# Cookie at the comic convention :)



## elithranielle (Apr 14, 2012)

Brought Cookie along at the summer comic convention. She was a star there. 

















With mommy at the comic convention









I want to be in a comic!









What is this thing?









I must investigate!









And... pose!









Now I must bid adieu!









Whew! I'm tired!


----------



## kittyeats (Nov 23, 2011)

Aww, Cookie is so cute! Love his coloring.


----------



## LizardGirl (Aug 25, 2008)

Haha! It looks like he had fun.  Love the shot if him streeeetching into his bag.


----------



## elithranielle (Apr 14, 2012)

kittyeats said:


> Aww, Cookie is so cute! Love his coloring.


Oh Cookie is a girl. XD but she is adorable. 



LizardGirl said:


> Haha! It looks like he had fun.  Love the shot if him streeeetching into his bag.


She actually just slept in her hedgie bag the whole time. :lol:


----------



## LizardGirl (Aug 25, 2008)

Oh oops, I knew that! Sorry Cookie! Glad she had fun sleeping, then.


----------



## shetland (Sep 2, 2008)

The pictures with their captions are just wonderful! Thank you so much! She is precious. I too love her stretched out position in her little bag!!! I also love her curled up sleepy picture.


----------



## elithranielle (Apr 14, 2012)

LizardGirl said:


> Oh oops, I knew that! Sorry Cookie! Glad she had fun sleeping, then.


She said no worries. 



shetland said:


> The pictures with their captions are just wonderful! Thank you so much! She is precious. I too love her stretched out position in her little bag!!! I also love her curled up sleepy picture.


She likes to stretch and scratch for a few minutes before she sleeps. It's kind of a beddy time ritual for her.:lol: Cookie thanks you for the love.


----------



## nualasmom (Nov 13, 2011)

Awww. I loved the photos. Cookie reminds me of my hedgie, Nuala. They kinda look alike!! PS, if ur not already, u should join the Hedgehog Happenings Facebook Group and share your photos there as well.


----------



## elithranielle (Apr 14, 2012)

nualasmom said:


> Awww. I loved the photos. Cookie reminds me of my hedgie, Nuala. They kinda look alike!! PS, if ur not already, u should join the Hedgehog Happenings Facebook Group and share your photos there as well.

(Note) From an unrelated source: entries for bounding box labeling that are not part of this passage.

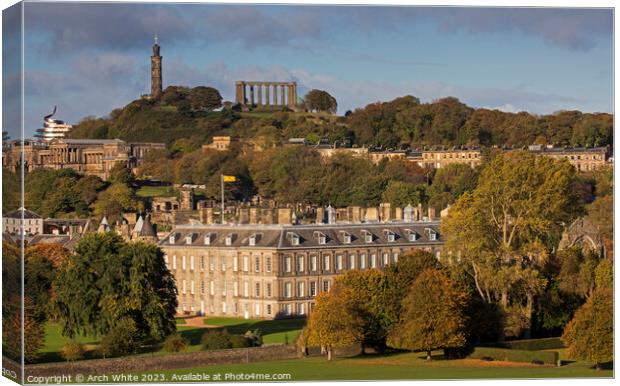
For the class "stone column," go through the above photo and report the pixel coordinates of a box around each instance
[235,82,244,104]
[280,84,286,106]
[287,83,295,107]
[256,83,263,106]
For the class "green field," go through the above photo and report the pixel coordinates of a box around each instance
[130,352,613,382]
[136,186,178,197]
[204,318,306,344]
[36,318,305,363]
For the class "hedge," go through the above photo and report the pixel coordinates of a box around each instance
[469,347,560,365]
[481,338,564,351]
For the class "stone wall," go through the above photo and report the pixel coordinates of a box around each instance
[26,345,300,377]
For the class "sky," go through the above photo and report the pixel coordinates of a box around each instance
[3,2,613,138]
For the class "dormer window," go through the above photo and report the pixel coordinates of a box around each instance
[362,231,373,243]
[425,228,437,241]
[314,232,327,245]
[288,232,299,245]
[407,229,418,241]
[185,233,194,244]
[224,233,234,246]
[340,231,351,244]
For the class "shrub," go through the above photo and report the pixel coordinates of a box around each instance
[230,335,250,348]
[469,347,560,365]
[99,319,140,358]
[202,330,250,350]
[202,330,232,350]
[61,340,85,362]
[497,338,564,351]
[244,328,263,347]
[164,334,189,352]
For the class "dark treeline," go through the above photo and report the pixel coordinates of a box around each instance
[71,86,613,151]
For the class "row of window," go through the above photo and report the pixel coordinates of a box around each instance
[283,252,398,273]
[422,153,480,159]
[180,279,331,298]
[180,301,274,317]
[179,280,273,298]
[286,228,437,245]
[164,255,271,272]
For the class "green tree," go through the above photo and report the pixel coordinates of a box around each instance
[306,286,363,360]
[381,180,424,208]
[304,89,338,114]
[188,86,222,111]
[93,183,143,221]
[562,288,614,369]
[2,168,21,213]
[336,269,392,350]
[52,233,177,339]
[388,269,468,360]
[385,249,440,325]
[441,151,583,333]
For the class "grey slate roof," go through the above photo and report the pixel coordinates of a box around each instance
[4,208,41,219]
[159,221,443,249]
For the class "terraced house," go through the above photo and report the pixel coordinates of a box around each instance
[159,220,443,319]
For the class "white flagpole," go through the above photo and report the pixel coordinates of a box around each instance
[220,174,224,224]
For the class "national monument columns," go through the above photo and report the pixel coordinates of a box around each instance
[235,80,297,108]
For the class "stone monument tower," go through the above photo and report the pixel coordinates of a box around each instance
[151,36,162,98]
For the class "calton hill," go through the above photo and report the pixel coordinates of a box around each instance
[3,86,613,381]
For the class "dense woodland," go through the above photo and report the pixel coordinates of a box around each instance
[66,86,613,151]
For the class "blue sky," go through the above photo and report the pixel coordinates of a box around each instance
[3,2,613,139]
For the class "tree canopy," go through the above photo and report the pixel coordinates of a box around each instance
[53,233,177,339]
[441,152,583,338]
[388,269,469,360]
[304,89,338,114]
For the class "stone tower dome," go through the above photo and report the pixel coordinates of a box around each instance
[151,37,162,98]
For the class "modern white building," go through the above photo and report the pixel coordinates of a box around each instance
[35,106,73,142]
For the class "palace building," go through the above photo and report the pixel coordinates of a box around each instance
[2,138,165,180]
[159,215,443,319]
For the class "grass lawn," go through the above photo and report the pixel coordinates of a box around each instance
[130,353,613,382]
[37,318,306,363]
[136,186,178,197]
[204,317,306,344]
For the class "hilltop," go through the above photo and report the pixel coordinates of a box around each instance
[71,86,613,152]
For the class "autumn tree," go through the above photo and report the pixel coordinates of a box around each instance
[441,151,583,334]
[188,86,222,111]
[562,288,614,369]
[304,89,338,114]
[52,233,177,339]
[336,269,393,350]
[93,183,143,221]
[304,285,363,360]
[388,269,468,360]
[385,249,440,324]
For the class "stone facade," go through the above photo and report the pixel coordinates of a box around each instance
[159,221,443,319]
[2,208,43,237]
[202,135,237,151]
[151,38,163,98]
[235,80,297,109]
[529,145,609,172]
[558,219,611,257]
[2,139,165,179]
[416,149,482,169]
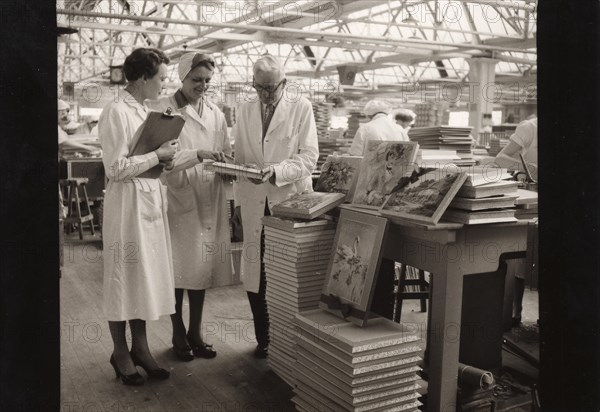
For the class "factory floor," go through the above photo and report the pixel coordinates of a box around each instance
[60,234,539,412]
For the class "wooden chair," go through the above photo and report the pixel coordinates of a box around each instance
[60,177,94,240]
[394,264,429,322]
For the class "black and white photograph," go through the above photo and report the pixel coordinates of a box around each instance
[8,0,600,412]
[321,210,387,326]
[380,169,467,224]
[315,155,362,202]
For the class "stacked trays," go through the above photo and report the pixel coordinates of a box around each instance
[408,126,475,166]
[292,309,421,412]
[263,216,335,387]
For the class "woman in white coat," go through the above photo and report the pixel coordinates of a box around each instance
[99,49,177,385]
[148,53,233,361]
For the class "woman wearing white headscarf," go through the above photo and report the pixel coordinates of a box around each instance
[99,48,177,385]
[348,100,408,156]
[148,53,233,361]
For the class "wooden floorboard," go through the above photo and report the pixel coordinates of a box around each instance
[60,236,537,412]
[60,240,294,412]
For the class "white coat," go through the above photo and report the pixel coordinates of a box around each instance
[232,95,319,292]
[146,92,233,290]
[99,91,175,321]
[348,113,408,156]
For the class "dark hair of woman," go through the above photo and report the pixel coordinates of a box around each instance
[123,48,169,82]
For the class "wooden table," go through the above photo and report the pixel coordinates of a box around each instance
[342,205,530,412]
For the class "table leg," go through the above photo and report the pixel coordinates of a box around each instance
[427,262,463,412]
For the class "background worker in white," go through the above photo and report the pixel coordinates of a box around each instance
[147,53,233,361]
[98,49,177,385]
[394,109,417,133]
[348,100,408,156]
[58,99,97,153]
[494,117,538,326]
[232,55,319,358]
[349,100,408,319]
[494,117,538,179]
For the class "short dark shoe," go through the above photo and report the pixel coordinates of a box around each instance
[187,333,217,359]
[172,340,194,362]
[254,345,268,359]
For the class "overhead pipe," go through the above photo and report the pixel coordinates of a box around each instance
[56,9,536,52]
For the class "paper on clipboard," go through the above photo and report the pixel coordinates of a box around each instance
[129,108,185,156]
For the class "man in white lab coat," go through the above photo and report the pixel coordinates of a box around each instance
[232,55,319,358]
[348,100,408,156]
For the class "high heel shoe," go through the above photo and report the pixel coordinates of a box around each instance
[110,355,144,386]
[129,352,171,380]
[171,339,194,362]
[187,332,217,359]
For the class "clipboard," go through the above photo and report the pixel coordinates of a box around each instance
[129,107,185,156]
[129,107,185,178]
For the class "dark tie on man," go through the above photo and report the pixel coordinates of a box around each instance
[263,104,275,140]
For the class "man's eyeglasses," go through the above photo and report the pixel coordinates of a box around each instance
[252,79,286,93]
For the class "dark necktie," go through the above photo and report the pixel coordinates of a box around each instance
[263,104,275,140]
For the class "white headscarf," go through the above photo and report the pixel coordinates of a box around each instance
[177,52,215,81]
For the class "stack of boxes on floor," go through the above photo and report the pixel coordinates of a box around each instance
[292,309,421,412]
[263,216,335,386]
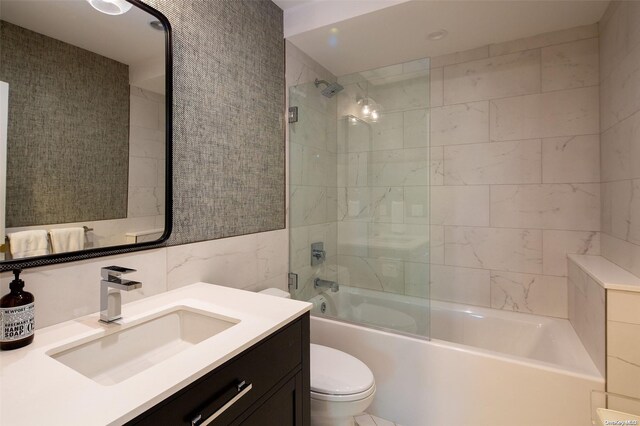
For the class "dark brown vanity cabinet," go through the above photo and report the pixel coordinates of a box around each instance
[127,312,310,426]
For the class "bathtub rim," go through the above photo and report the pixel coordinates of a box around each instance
[311,312,605,385]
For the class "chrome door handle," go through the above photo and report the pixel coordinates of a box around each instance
[191,380,253,426]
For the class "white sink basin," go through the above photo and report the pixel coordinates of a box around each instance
[47,306,240,385]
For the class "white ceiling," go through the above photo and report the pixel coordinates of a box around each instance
[273,0,314,10]
[286,0,609,76]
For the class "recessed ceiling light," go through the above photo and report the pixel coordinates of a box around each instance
[87,0,133,15]
[149,21,164,31]
[427,30,449,41]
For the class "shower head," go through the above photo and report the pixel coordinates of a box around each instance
[313,78,344,98]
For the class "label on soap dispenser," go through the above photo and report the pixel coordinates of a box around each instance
[0,303,35,342]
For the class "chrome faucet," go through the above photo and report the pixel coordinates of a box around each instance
[313,278,340,293]
[100,266,142,323]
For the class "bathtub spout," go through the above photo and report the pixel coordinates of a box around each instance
[313,278,340,293]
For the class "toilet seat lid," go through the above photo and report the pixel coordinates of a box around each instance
[311,343,374,395]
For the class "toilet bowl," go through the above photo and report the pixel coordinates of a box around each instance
[261,289,376,426]
[311,343,376,426]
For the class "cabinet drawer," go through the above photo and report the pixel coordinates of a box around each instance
[128,320,302,426]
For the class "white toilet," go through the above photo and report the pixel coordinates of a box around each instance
[260,288,376,426]
[311,343,376,426]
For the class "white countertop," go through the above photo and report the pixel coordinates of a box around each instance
[0,283,311,426]
[567,254,640,292]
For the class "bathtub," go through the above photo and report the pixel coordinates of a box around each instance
[311,286,604,426]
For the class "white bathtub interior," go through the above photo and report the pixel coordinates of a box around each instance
[312,286,601,378]
[311,315,604,426]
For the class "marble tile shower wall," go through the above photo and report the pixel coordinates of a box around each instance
[600,1,640,276]
[337,60,430,297]
[430,25,600,318]
[286,42,337,300]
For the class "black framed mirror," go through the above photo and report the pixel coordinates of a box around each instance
[0,0,172,271]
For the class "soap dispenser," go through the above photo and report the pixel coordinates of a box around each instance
[0,269,35,351]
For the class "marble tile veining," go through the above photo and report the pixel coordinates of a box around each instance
[444,139,541,185]
[542,38,599,92]
[430,101,489,146]
[491,184,600,231]
[444,50,540,104]
[491,87,599,141]
[491,271,568,318]
[444,226,542,274]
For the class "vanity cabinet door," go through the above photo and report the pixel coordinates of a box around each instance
[234,372,304,426]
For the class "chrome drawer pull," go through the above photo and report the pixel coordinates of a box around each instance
[191,380,253,426]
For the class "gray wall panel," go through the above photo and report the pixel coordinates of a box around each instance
[148,0,285,245]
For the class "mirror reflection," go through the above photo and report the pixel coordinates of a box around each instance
[0,0,167,260]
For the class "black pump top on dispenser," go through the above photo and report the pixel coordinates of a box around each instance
[0,269,35,351]
[9,269,24,292]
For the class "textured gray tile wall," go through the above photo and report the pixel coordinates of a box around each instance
[0,21,129,227]
[148,0,285,245]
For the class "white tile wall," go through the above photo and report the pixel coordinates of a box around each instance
[491,86,599,141]
[284,42,336,299]
[431,24,604,317]
[444,49,540,105]
[607,290,640,398]
[568,259,606,375]
[600,1,640,276]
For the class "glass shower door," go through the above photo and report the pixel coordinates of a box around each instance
[289,59,430,337]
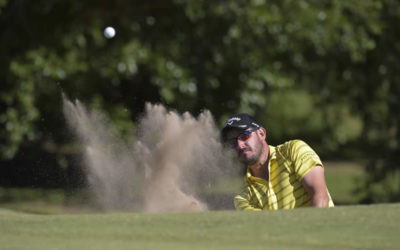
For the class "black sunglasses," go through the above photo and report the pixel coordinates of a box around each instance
[224,128,259,148]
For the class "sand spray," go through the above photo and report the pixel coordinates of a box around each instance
[63,97,240,213]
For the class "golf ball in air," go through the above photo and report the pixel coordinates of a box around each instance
[104,26,115,38]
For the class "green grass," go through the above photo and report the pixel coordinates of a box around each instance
[0,204,400,250]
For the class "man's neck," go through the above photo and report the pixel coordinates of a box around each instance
[248,144,269,180]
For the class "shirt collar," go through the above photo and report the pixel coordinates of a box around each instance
[246,145,276,178]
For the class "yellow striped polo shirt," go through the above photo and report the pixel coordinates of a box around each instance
[234,140,334,210]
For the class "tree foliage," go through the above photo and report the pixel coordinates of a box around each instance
[0,0,400,201]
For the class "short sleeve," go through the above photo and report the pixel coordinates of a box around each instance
[287,140,323,180]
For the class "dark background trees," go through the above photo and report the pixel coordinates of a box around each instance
[0,0,400,202]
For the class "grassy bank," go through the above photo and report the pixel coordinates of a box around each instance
[0,204,400,250]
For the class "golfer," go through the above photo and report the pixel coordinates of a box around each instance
[221,114,334,210]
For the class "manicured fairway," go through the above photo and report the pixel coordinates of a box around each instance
[0,204,400,249]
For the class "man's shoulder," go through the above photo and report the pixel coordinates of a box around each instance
[276,139,308,150]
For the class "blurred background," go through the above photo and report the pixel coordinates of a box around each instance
[0,0,400,211]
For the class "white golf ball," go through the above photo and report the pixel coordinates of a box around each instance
[104,26,115,39]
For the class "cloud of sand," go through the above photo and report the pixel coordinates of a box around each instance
[64,98,240,212]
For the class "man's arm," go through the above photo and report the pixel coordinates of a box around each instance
[302,165,329,207]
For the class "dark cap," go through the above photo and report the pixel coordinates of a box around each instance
[221,114,261,140]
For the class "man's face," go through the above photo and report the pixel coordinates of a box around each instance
[226,129,264,165]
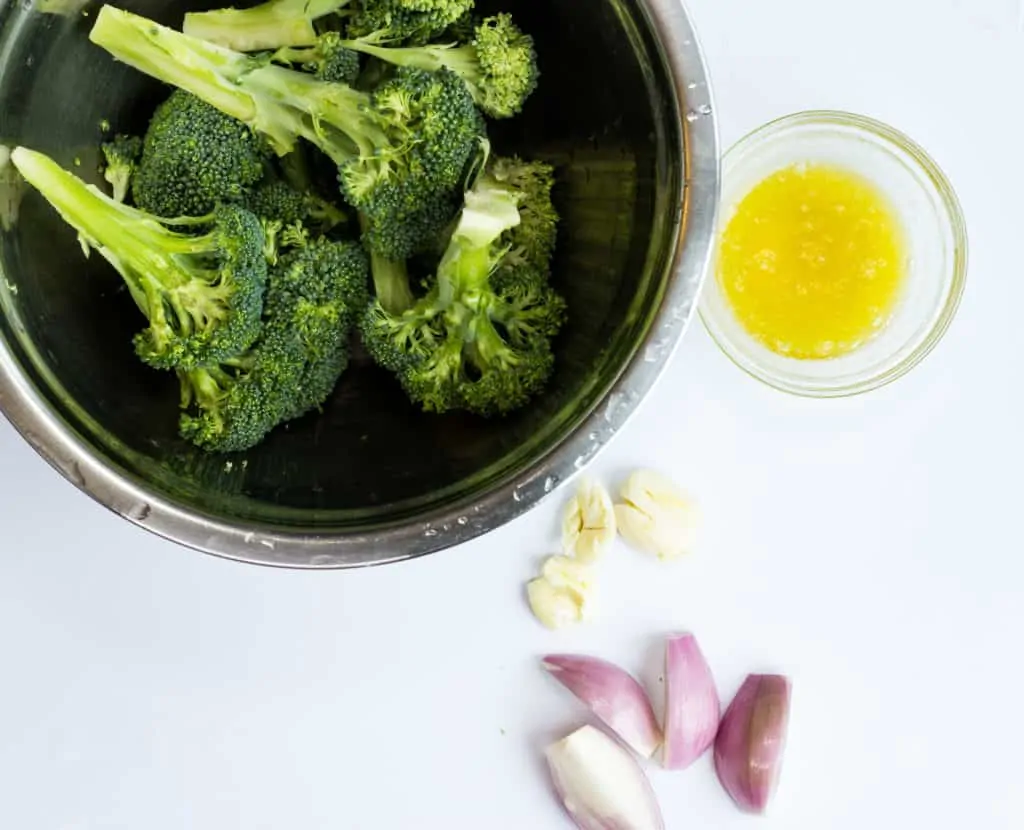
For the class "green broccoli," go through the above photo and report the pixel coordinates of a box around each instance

Oh I just joined in today!  Thank you.  Nuala looks very white in her picture. :shock:


----------



## PJM (May 7, 2010)

I love the stretching picture! She's such a little cutie! "Real women have quills!" :lol:


----------



## sayhedgehog (May 18, 2009)

Awww! She looks almost exactly like my first hedgie, Quillson. Makes my heart sing.  Beautiful girl!


----------



## elithranielle (Apr 14, 2012)

PJM said:


> I love the stretching picture! She's such a little cutie! "Real women have quills!" :lol:


I laughed at "Real women have quills!". Yeah Cookie would definitely say that. Thanks!



sayhedgehog said:


> Awww! She looks almost exactly like my first hedgie, Quillson. Makes my heart sing.  Beautiful girl!


Thank you! If Quillson looks like Cookie then he must have been one handsome dude! :lol:


----------